Vários outros estudos
realizados nos últimos anos já demonstraram que populações de algumas espécies
de insetos, como abelhas, sofreram um grande declínio, principalmente nas
economias desenvolvidas. A diferença dessa nova pesquisa é ter uma abordagem mais
ampla sobre os insetos em geral. Publicado no periódico científico Biological
Conservation, o artigo faz uma revisão de 73 estudos publicados nos últimos 13
anos em todo o mundo.
Os pesquisadores
descobriram que o declínio nas populações de insetos vistos em quase todas as
regiões do planeta pode levar à extinção de 40% dos insetos nas próximas
décadas. Um terço das espécies está classificada como ameaçada de extinção.
"O principal
fator é a perda de habitat, devido às práticas agrícolas, urbanização e
desmatamento", afirma o principal autor do estudo, Francisco Sánchez-Bayo,
da Universidade de Sydney.
"Em segundo
lugar, está o aumento no uso de fertilizantes e pesticidas na agricultura ao
redor do mundo, com poluentes químicos de todos os tipos. Em terceiro lugar,
temos fatores biológicos, como espécies invasoras e patógenos. Quarto, mudanças
climáticas, particularmente em áreas tropicais, onde se sabe que os impactos
são maiores."
Os insetos representam
a maioria dos seres vivos que habitam a terra e oferecem benefícios para muitas
outras espécies, incluindo humanos.

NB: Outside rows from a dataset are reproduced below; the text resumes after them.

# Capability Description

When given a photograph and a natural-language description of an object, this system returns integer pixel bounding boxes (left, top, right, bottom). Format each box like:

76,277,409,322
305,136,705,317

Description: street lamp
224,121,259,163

Fornecem alimentos para pássaros, morcegos
e pequenos mamíferos; polinizam em torno de 75% das plantações no mundo;
reabastecem os solos e mantêm o número de pragas sob controle.
·
Os riscos da redução
do número de insetos
Entre destaques
apontados pelo estudo estão o recente e rápido declínio de insetos voadores na
Alemanha e a dizimação da população de insetos em florestas tropicais de Porto
Rico, ligados ao aumento da temperatura global.
Outros especialistas
dizem que as descobertas são preocupantes. "Não se trata apenas de
abelhas, ou de polinização ou alimentação humana. O declínio (no número de
insetos) também impacta besouros que reciclam resíduos e libélulas que dão
início à vida em rios e lagoas", diz Matt Shardlow, do grupo ativista
britânico Buglife.
"Está ficando
cada vez mais claro que a ecologia do nosso planeta está em risco e que é
preciso um esforço global e intenso para deter e reverter essas tendências
terríveis. Permitir a erradicação lenta da vida dos insetos não é uma opção
racional".
Os autores do estudo
ainda estão preocupados com o impacto do declínio dos insetos ao longo da
cadeia de produção de comida. Já que muitas espécies de pássaros, répteis e
peixes têm nos insetos sua principal fonte alimentar, é possível que essas
espécies também acabem sendo eliminadas.
·
Baratas e moscas podem
proliferar
Embora muitas espécies
de insetos estejam experimentando uma redução, o estudo também descobriu que um
menor número de espécies podem se adaptar às mudanças e proliferar.
"Espécies de
insetos que são pragas e se reproduzem rápido provavelmente irão prosperar,
seja devido ao clima mais quente, seja devido à redução de seus inimigos
naturais, que se reproduzem mais lentamente", afirma Dave Goulson, da
Universidade de Sussex.
Segundo Goulson,
espécies como moscas domésticas e baratas podem ser capazes de viver
confortavelmente em ambientes humanos, além de terem desenvolvido resistência a
pesticidas.
"É plausível que
nós vejamos uma proliferação de insetos que são pragas, mas que percamos todos
os insetos maravilhosos de que gostamos, como abelhas, moscas de flores,
borboletas e besouros".
·
O que podemos fazer a
respeito?
Apesar dos resultados
do estudo serem alarmantes, Goulson explica que todos podem tomar ações para
ajudar a reverter esse quadro. Por exemplo, comprar comida orgânica e tornar os
jardins mais amigáveis aos insetos, sem o uso de pesticidas.
Além disso, é preciso
fazer mais pesquisas, já que 99% da evidência do declínio de insetos vêm da
Europa e da América do Norte, com poucas pesquisas na África e América do Sul.
Se um grande número de
insetos desaparecer, diz Goulson, eles provavelmente serão substituídos por
outras espécies. Mas esse é um processo de milhões de anos. "O que não é
um consolo para a próxima geração, infelizmente".